A disputa entre Korach e sua assembléia, descrita em detalhes em nossa porção, é na verdade uma manobra perversa resultante dos desejos políticos de um homem perigoso. Korach lidera uma rebelião popular contra a liderança de Moshe e Aharon, apresentando argumentos que parecem ter um passado "democrático".
"E eles se reuniram contra Moshe e contra Aharon, e disseram a eles: É o suficiente para vocês! Porque toda a comunidade, eles são todos santos, e entre eles está o Eterno. Por que você se eleva acima da congregação do Eterno? " (BeMidbar 16, 3). No entanto, o objetivo de Korach é semear as sementes da anarquia nas pessoas. Frases como "Somos todos santos" não podem ser outra coisa senão a manipulação populista de um homem que entende a natureza dos espíritos populares. Korach é um grande demagogo que sabe explorar e capitalizar sobre a incerteza do povo em busca de seus próprios interesses.
Na leitura da Torá da semana passada, nos lembramos do decreto que nossos ancestrais sofreram para vagar pelo deserto por quarenta anos. Toda aquela geração foi condenada a vagar por quatro décadas sem caminhar para lugar nenhum, e Korach percebeu que aquele era um momento excelente para minar a liderança de Moisés.
Mas o ponto principal desta história é que todos os argumentos de Korach são baseados em uma mentira. Korach está convencido de que Moshe deve compartilhar a liderança com ele. Mas a democracia não é apenas uma questão de igualdade, mas também o reconhecimento da autoridade do governante.
Deixe-me sugerir uma comparação: qualquer pessoa que aprendeu a dirigir em uma Auto Escola sabe o que é um carro de comando duplo. Nesses carros, a pessoa que está sentada ao lado do motorista também tem a possibilidade de acelerar e frear o carro. Porém, mesmo em um sistema tão complexo, há algo nesses veículos que não é duplo: o volante! Apenas uma pessoa pode decidir se deve virar à direita ou à esquerda. Dois motoristas não podem dirigir o mesmo veículo ao mesmo tempo.

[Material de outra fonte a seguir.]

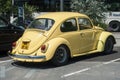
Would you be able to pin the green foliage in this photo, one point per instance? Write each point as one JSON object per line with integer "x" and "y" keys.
{"x": 93, "y": 8}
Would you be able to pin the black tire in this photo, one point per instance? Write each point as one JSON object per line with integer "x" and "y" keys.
{"x": 108, "y": 46}
{"x": 114, "y": 26}
{"x": 61, "y": 56}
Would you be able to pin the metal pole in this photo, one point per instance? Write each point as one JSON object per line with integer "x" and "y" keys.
{"x": 21, "y": 14}
{"x": 61, "y": 5}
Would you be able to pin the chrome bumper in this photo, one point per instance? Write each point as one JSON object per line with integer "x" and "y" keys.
{"x": 26, "y": 56}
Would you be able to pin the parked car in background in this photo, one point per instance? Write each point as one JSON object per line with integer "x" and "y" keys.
{"x": 58, "y": 36}
{"x": 8, "y": 34}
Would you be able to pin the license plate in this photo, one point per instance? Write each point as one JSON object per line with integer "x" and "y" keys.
{"x": 25, "y": 45}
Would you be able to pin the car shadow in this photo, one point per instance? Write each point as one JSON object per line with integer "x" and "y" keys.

Uma regra haláchica bem conhecida afirma que "duas vozes não podem ser ouvidas juntas" ("Trei Kalei La Mishtamaei"). Por esta razão, por exemplo, duas pessoas não podem ler a Torá ao mesmo tempo. No que diz respeito às políticas governamentais, algo semelhante acontece. Um governador pode pedir conselhos e obter conselhos de colaboradores (ou mesmo opositores), mas ao executar uma decisão, apenas uma voz deve ser ouvida. Um líder pode compartilhar tudo ... exceto o volante.

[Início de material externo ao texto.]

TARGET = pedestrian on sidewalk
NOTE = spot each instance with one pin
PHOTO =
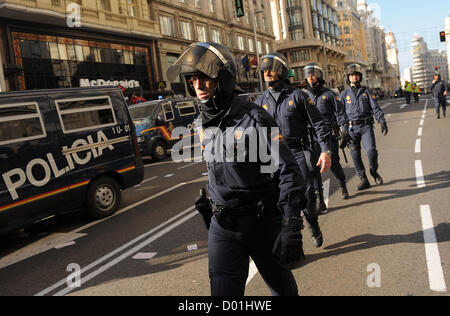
(439, 92)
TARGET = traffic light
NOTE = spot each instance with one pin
(239, 8)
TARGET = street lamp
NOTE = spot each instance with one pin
(256, 47)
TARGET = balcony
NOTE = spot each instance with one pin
(54, 12)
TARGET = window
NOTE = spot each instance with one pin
(201, 33)
(104, 5)
(216, 36)
(241, 45)
(85, 113)
(20, 122)
(167, 27)
(186, 108)
(250, 45)
(186, 32)
(132, 10)
(211, 5)
(259, 47)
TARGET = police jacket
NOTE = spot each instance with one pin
(438, 89)
(329, 106)
(236, 177)
(294, 112)
(362, 105)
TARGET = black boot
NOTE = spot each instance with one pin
(344, 191)
(378, 179)
(364, 184)
(321, 207)
(316, 238)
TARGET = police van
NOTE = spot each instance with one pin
(63, 150)
(155, 121)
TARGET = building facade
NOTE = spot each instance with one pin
(352, 33)
(427, 62)
(185, 21)
(307, 31)
(60, 44)
(447, 32)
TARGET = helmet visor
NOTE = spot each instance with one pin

Rabino Shimon ben Pazi aponta no Talmud (Julin 60b) uma aparente contradição entre duas partes do mesmo verso no livro de Bereshit (1, 16). Um versículo diz: "E Deus fez as duas grandes luzes", e imediatamente depois está escrito: "A luz maior ... e a luz menor."
Se ambos fossem "grandes" ... por que um é o "maior" e o outro o "menor"?

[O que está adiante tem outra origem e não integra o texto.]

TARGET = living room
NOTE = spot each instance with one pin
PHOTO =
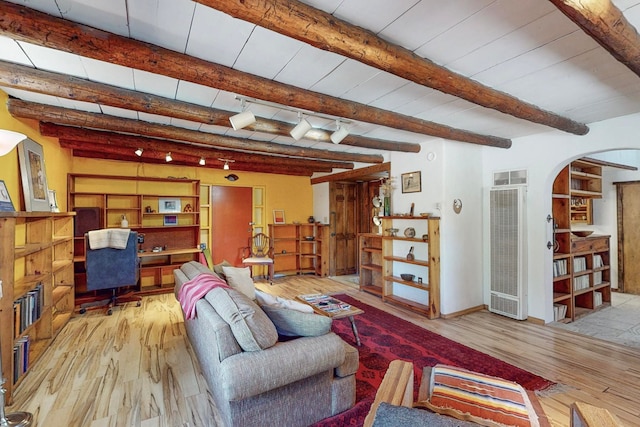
(450, 171)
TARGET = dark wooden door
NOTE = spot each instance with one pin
(629, 237)
(343, 199)
(231, 215)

Conta-se uma lenda que explica essa contradição:
A princípio, conta a Guemara, o sol e a lua eram semelhantes em aparência e tamanho. Mas um dia, tomada de ciúme, a lua apareceu diante da presença divina e disse: "Soberano do mundo! ... Podem dois reis usar a mesma coroa?" Foi então que D'us ordenou que a lua encolhesse e mudasse sua aparência.
Korach cometeu um erro semelhante ao da lua. Apenas um pode usar a coroa.